Ben Jennings of University College London presented a paper on Digital Identity and Reputation in the Context of a Bounded Social Ecosystem, co-authored by Anthony Finkelstein.
He started with a discussion about digital identity that reminded me briefly of Dick Hardt’s Identity 2.0 presentation: using himself as an example, showing how he appears in different contexts on the web, such as Flickr, Facebook and YouTube. We all have this same problem of the reconciliation of multiple digital identities: we all have to maintain multiple profiles and multiple social graphs on multiple social networks.

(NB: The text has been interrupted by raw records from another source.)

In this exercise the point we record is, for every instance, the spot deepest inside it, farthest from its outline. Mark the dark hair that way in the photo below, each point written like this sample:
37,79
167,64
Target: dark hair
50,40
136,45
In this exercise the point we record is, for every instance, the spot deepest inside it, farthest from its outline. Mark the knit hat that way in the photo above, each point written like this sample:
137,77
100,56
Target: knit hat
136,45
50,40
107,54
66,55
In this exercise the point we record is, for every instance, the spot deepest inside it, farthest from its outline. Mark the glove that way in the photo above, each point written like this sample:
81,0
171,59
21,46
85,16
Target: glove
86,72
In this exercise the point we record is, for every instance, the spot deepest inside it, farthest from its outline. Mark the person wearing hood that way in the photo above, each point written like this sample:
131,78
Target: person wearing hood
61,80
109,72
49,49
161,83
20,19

Within some sort of bounded social ecosystem — where we have common goals, such as within an enterprise — the digital identity concept changes: your identity is at least partially pre-created (e.g., through your local network credentials), but this isn’t enough in a large organization where everyone doesn’t know everyone personally and where there may be multiple systems that don’t share credentials. There are still issues of disambiguating and unifying identities between the systems in use within the bounded social context, especially if it’s not a closed enterprise: there must be some fairly complex pattern recognition even to match up email addresses, which can be specified in a number of different formats.
Once you’ve established digital identity, then you can start on the larger issue of trust and reputation; so far, the research has only reached the stage of automating the recognition of digital identity, but will be expanded to (for example) selecting the most appropriate person for a specific task in a process, based on their reputation as derived from their contributions to many other systems.